Whereas some argue that a re-registration exercise should be done before redistricting, Singh suggested that a re-registration exercise held so long before elections are due would not be as effective.

“The trend in the past is, what makes people go out and register is the mobilization of the political parties for the next general election, an upcoming election being near. Nobody really rushes out to register on their own,” Singh told us.

He added that because the next election is not due until 2020, it is unlikely that people will rush out to reregister in 2017.

The suggestion is to proceed with redistricting based on what they know about who voted in the last general election held in 2015, and the total number of registered voters per constituency.

Singh said that they have been studying trends over the last three general elections, tracking how things have changed after the 1998 re-registration exercise, by constituency.

Soon after that re-registration exercise, the voter participation rates were up. Today, they have generally declined. Singh said that the Cayo District has seen the largest growth in its electorate.

Redistricting could commence as early as next year, led by a government-appointed task force. As to the process, Singh told us that the decision on how constituencies will be redrawn would ultimately be made by the National Assembly. The recommendations of the yet-to-be-appointed task force would go to the Elections and Boundaries Commission (EBC), a bipartisan body which has two reps from the ruling party, two from the Opposition and one appointed on the recommendation of the Prime Minister after consultation with the Leader of the Opposition.

Landy Espat and Derek Courtenay sit on the EBC for the PUP.

After the last re-districting exercise, the disparity between the largest constituency and the smallest was about 3 to 1, but Government’s then legal counsel, Elson Kaseke, rationalized it by interpreting the Constitutional provision to mean that the distribution of electors should be equal at the district level—a stipulation which does not appear in the Constitution.

Singh said that they do not agree with the interpretation that the numbers should be equalized at the district and not the national level, and even the Opposition has agreed that this is not the spirit of the Constitution.

Although changes under the redistricting and re-registration exercises are pending in the years ahead, the Constitution requires that there shall be no less than 28 electoral divisions.

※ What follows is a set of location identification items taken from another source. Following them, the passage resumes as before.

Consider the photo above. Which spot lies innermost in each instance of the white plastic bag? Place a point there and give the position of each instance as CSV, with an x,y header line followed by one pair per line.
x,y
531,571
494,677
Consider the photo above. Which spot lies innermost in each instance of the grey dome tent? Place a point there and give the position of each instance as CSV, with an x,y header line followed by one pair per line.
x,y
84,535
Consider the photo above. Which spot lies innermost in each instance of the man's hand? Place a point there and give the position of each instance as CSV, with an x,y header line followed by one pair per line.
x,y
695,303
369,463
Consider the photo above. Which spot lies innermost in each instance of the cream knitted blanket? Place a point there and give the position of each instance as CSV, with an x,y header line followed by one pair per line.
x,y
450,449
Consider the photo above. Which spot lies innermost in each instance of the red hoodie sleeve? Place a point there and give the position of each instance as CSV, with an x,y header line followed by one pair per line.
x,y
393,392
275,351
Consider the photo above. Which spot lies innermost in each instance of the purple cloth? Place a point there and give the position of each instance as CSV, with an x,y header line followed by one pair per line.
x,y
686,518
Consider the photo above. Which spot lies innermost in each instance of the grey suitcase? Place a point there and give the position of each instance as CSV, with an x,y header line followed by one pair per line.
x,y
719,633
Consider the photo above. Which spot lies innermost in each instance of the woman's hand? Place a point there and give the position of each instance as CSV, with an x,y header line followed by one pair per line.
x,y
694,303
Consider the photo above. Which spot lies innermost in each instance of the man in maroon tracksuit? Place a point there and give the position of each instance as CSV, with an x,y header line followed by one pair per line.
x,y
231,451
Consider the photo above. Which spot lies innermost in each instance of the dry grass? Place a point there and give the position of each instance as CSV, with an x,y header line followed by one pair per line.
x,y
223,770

It remains to be seen if new electoral divisions would emerge as a result, or whether some of the smaller constituencies—such as Fort George, which Singh said has shrunk since 2008—would be merged with others.

Singh said that in the case of Fort George, the decrease in the amount of voters is likely due to the expansion of commerce in the area, which he said is normal for urban areas where commerce takes over.

The re-division exercise in 2005 saw an increase in the number of electoral divisions from 29 to 31, with two added for Belmopan and Cayo Northeast.

(Note: Section 90 and 91 of the Belize Constitution address the increase of electoral divisions and the re-division of electoral divisions—both of which could apply in a redistricting exercise.)